Burundi: présidentielle 2020 sans Nkurunziza, à qui le tour en Afrique ?

C’est un coup de tonnerre qui raisonne depuis le Burundi. Le président actuel Pierre Nkurunziza annonce qu’il ne sera pas candidat en 2020. Une vraie surprise pour celui qui n’avait jamais affiché ses intentions de laisser le pouvoir.

La déclaration a été faite à l’occasion de la cérémonie officielle de promulgation de la nouvelle Constitution burundaise. Très critiqué dans son pays par l’opposition qui fustigé également le contenue de cette constitution, le président Nkurunziza a pris tout le monde de court en annonçant qu’il ne briguerait pas de nouveau mandat à la tête de l’Etat en 2020.

« Suivant mon discours à la Nation en 2015 quand j’ai été réélu, suivant la Constitution du Burundi de 2005 sur laquelle j’ai prêté serment, suivant celle que nous venons de promulguer, j’annonce solennellement au monde que mon mandat prendra fin en 2020 », a indiqué le président face à une assistance assez surprise.
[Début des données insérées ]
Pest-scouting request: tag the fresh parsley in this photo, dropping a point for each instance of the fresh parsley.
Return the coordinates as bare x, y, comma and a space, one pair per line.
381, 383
Dans moins de deux ans, le Burundi organisera les élections qui conduiront à la mise en place des nouveaux organes du pays. Tout en promettant un scrutin libre, transparent et apaisé, il s’est engagé à soutenir le vainqueur.

La nouvelle constitution n’ a pas été mise en place pour Pierre Nkurunziza. Je respecterais la parole que j’ai donné lors de mon investiture en 2015. Je m’engage à soutenir celui qui sera élu comme nouveau Président de la République en 2020« ,  a indiqué le chef d’Etat.

Cette promesse du dirigeant Burundais fera visiblement parler dans la classe politique de son pays et chez les observateurs de la vie politique burundaise. Car jusqu’à présent l’opposition reprochait à Pierre Nkurunziza de vouloir s’accrocher au pouvoir vaille que vaille.

A en croire certains analystes politiques, cette décision devrait inspirer d’autres chefs d’Etat africains qui sont dans la posture d’une présidence à vie en sautant le verrous de la limitation de mandat. L’on cite en exemple Paul Biya du Cameroun de Paul , Faure Gnassingbé du Togo, Joseph Kabila de la RD Congo et probablement Alassane Ouattara de la Cote d’Ivoire.

Depuis 2015, le Burundi est plongé dans une grave crise politique depuis l’annonce de la candidature controversée de M. Nkurunziza à un troisième mandat.

D’après les estimations de la Cour pénale internationale, les violences ont fait au moins 1.200 morts et plus de 400.000 réfugiés entre avril 2015 et mai 2017.